# Got a big hole in the gunnel of my boat



## notnksnemor (Aug 26, 2017)

But I filled it with a sweet new bait cutting table...


----------



## tsharp (Aug 26, 2017)

Should work fine, you had me for sure.


----------



## swamp hunter (Aug 27, 2017)

Them things are Mighty Handy,,If you don't want blood and guts all over the Deck.. and folks cutting bait on your Leaning post or Coolers.
Good job !


----------



## notnksnemor (Aug 28, 2017)

swamp hunter said:


> Them things are Mighty Handy,,If you don't want blood and guts all over the Deck.. and folks cutting bait on your Leaning post or Coolers.
> Good job !



Thanks.
It was a pretty easy install.
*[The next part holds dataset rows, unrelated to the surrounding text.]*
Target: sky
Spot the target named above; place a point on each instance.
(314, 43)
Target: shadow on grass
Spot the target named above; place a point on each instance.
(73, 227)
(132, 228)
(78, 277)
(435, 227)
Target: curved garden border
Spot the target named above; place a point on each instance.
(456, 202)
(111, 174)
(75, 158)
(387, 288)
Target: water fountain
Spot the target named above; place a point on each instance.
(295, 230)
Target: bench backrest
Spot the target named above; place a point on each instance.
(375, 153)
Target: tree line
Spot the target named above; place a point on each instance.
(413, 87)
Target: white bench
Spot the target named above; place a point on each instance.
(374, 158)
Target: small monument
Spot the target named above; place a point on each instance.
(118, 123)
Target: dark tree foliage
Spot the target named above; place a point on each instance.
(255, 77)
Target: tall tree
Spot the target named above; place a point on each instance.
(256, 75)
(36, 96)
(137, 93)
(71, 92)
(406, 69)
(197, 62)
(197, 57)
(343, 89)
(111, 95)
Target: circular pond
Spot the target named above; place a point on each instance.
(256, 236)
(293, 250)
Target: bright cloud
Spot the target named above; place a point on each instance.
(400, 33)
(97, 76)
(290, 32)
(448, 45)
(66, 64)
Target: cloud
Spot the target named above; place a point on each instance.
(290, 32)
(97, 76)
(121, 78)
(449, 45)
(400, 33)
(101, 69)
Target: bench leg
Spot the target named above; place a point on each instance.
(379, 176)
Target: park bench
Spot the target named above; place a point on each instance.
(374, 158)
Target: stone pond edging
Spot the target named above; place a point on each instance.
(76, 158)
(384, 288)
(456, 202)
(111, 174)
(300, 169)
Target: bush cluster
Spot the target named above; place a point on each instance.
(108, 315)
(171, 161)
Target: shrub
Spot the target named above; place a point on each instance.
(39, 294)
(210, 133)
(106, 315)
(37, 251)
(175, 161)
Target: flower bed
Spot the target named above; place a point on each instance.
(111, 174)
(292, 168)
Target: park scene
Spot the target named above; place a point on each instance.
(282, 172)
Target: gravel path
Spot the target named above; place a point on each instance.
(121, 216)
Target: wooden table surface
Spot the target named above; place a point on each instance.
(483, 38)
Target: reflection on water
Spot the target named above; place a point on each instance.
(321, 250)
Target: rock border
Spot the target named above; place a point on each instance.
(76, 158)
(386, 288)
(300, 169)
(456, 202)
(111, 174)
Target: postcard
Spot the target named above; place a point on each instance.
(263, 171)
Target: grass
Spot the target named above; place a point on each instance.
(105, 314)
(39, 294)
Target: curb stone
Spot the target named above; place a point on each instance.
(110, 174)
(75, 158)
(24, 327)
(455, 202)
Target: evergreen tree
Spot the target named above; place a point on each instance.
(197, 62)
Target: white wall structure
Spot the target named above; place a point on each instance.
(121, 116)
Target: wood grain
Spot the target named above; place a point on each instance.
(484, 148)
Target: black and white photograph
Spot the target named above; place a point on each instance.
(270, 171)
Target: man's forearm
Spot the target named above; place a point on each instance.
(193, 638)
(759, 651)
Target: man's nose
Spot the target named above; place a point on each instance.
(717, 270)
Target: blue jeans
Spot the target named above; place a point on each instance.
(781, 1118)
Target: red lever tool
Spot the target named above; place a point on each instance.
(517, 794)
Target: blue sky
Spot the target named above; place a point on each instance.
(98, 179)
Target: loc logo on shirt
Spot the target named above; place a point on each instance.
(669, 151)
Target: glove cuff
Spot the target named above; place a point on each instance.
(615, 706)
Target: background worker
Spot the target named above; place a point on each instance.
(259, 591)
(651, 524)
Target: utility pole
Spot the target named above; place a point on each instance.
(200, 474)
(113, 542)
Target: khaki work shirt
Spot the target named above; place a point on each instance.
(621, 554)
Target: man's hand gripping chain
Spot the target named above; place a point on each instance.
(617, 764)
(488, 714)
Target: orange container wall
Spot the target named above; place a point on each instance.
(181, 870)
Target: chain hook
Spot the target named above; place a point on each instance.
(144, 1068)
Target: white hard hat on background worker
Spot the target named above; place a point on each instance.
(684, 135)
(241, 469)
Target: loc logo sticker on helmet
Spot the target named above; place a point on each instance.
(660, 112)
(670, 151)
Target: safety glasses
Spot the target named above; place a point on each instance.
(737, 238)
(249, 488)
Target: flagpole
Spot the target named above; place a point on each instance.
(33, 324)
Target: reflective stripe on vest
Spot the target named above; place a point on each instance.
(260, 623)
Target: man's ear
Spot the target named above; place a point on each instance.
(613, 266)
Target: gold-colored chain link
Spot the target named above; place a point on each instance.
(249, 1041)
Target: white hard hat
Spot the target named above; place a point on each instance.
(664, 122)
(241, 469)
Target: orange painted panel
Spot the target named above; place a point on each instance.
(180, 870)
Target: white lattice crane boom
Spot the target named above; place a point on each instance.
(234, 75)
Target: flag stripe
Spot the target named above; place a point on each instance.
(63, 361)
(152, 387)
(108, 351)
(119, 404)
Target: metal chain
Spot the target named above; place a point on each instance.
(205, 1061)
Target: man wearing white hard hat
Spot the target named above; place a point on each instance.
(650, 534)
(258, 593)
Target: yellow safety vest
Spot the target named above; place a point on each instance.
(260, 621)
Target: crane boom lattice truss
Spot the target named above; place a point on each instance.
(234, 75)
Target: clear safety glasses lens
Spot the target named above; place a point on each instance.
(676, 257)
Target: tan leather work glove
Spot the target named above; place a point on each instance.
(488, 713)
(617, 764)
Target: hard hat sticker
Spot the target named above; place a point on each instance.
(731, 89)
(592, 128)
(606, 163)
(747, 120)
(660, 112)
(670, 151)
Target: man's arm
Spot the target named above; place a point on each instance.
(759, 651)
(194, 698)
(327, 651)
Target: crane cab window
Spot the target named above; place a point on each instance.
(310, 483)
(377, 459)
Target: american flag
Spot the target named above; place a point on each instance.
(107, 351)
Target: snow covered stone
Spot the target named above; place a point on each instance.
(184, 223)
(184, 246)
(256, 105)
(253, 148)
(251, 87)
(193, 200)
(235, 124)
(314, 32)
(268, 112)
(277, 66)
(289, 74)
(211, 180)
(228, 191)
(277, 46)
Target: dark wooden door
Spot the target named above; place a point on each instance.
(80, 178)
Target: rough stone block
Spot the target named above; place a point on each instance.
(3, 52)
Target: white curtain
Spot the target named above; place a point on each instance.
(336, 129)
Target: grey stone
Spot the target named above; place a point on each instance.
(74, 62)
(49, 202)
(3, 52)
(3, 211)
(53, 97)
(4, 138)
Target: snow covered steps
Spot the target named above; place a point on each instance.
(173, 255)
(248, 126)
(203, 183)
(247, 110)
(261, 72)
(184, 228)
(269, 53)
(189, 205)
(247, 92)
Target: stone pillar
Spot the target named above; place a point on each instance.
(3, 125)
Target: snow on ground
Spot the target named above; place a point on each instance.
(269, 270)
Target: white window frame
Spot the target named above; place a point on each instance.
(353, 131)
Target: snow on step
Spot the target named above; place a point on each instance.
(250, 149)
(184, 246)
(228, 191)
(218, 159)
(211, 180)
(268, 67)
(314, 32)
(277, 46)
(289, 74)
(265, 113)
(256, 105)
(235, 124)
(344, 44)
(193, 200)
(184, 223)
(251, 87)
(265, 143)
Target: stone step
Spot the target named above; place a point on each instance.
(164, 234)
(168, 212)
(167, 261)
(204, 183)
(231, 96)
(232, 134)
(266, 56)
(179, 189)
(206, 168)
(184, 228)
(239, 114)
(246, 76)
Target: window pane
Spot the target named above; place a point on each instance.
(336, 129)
Hardest part was hollowing out the foam for the 9" 15 degree holder.


----------



## teethdoc (Aug 30, 2017)

I thought that's what the cooler was for Lol.


----------



## notnksnemor (Aug 30, 2017)

teethdoc said:


> I thought that's what the cooler was for Lol.



Had one "guest" try to cut bait on the deck of my boat.
Wonder what ever happened to him??


----------



## swamp hunter (Aug 30, 2017)

I heat up a long Serrated Bread Knife with a Torch and it cut's thru Foam like Butter...I've did a bunch of it.


----------



## notnksnemor (Aug 31, 2017)

swamp hunter said:


> I heat up a long Serrated Bread Knife with a Torch and it cut's thru Foam like Butter...I've did a bunch of it.



Great tip, thanks.
I've got another one to install on the port side and I'll be using this tip.


----------